Título: Bolsa de SP cai 1,33%, após quatro dias de alta, por EUA e ata do Copom
Autor: Rangel, Juliana
Fonte: O Globo, 01/02/2008, Economia, p. 24

Rebaixamento da classificação de seguradoras americanas assusta investidores.

A Bolsa de Valores de São Paulo (Bovespa) rompeu ontem uma seqüência de quatro dias de alta, devido a temores com as seguradoras de bônus nos EUA e pela indicação de alta de juros contida na ata da última reunião do Comitê de Política Monetária (Copom) do Banco Central. O Ibovespa fechou em queda de 1,33%, aos 59.490 pontos. O dólar recuou 1,12%, negociado a R$1,761. Já o risco-país subiu 6,14%, para 259 pontos.

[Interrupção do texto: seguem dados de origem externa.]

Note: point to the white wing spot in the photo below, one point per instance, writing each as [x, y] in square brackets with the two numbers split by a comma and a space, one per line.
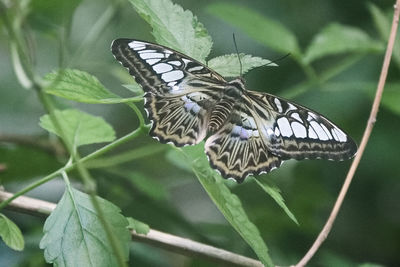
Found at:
[278, 105]
[148, 51]
[151, 55]
[172, 76]
[296, 116]
[328, 133]
[320, 132]
[153, 61]
[312, 115]
[196, 68]
[186, 61]
[277, 132]
[284, 127]
[162, 67]
[175, 62]
[291, 107]
[299, 130]
[335, 135]
[136, 45]
[341, 135]
[172, 84]
[312, 134]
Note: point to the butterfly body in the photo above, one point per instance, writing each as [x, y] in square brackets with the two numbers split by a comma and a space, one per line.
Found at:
[246, 132]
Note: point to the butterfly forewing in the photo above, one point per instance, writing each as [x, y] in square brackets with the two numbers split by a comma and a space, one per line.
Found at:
[237, 149]
[293, 131]
[179, 91]
[250, 132]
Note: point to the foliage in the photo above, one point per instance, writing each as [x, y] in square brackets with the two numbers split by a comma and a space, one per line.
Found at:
[74, 235]
[11, 234]
[337, 61]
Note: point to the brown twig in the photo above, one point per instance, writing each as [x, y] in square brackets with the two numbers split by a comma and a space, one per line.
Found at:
[156, 238]
[370, 124]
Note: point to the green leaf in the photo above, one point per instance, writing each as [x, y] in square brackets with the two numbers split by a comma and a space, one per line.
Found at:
[147, 185]
[275, 193]
[11, 234]
[78, 127]
[50, 15]
[262, 29]
[227, 202]
[74, 235]
[382, 25]
[228, 65]
[336, 39]
[175, 27]
[80, 86]
[138, 226]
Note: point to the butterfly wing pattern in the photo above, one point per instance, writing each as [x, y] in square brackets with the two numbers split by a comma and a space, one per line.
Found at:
[249, 132]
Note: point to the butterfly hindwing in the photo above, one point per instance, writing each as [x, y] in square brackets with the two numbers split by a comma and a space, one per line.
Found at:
[293, 131]
[181, 119]
[237, 149]
[250, 132]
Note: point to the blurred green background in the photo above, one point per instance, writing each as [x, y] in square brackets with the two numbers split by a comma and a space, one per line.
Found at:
[170, 198]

Pela manhã, pesou o risco do rebaixamento das notas das seguradoras de bônus dos EUA, como Ambac e MBIA, que garantem papéis lastreados em hipotecas de alto risco (subprime). A divulgação da ata do Copom também contribuiu para o mau humor:

- A interpretação foi que o BC está mais preocupado com a inflação e deixou a porta aberta para a alta dos juros, se necessário - disse Silvio Campos Neto, economista-chefe do Banco Schahin.

Nasdaq teve o pior janeiro de sua história: queda de 9,9%

Outro fator negativo no mercado foi o aumento dos pedidos de auxílio-desemprego nos EUA, de 69 mil, para 375 mil na semana passada, o maior patamar em dois anos. Na mínima do dia, a Bovespa chegou a cair 3,98%. Além disso, a MBIA divulgou um prejuízo de US$2,3 bilhões no quarto trimestre, com baixa contábil de US$3,5 bilhões, devido ao subprime. Mas o presidente da seguradora garantiu ter os recursos necessários para manter a atual classificação da companhia e desmentiu o rumor de concordata. Os papéis da MBIA subiram 11%, e Wall Street se recuperou. O Dow Jones fechou em alta de 1,67%, o Nasdaq, de 1,74%, e o S&P, de 1,68%.

No mês, o Dow perdeu 4,6%, o pior janeiro desde 2000, e o S&P, 6,1%, o pior em 17 anos. Já o Nasdaq teve queda de 9,9%, a maior de sua história.

A Bovespa, por sua vez, apenas reduziu suas perdas no dia. No mês, a queda foi de 6,88%. Entre os destaques, as ações ON da TIM Participações (+8,58%) e PN da Brasil Telecom (+5,66%), graças à expectativa de mudanças na Lei Geral de Outorgas.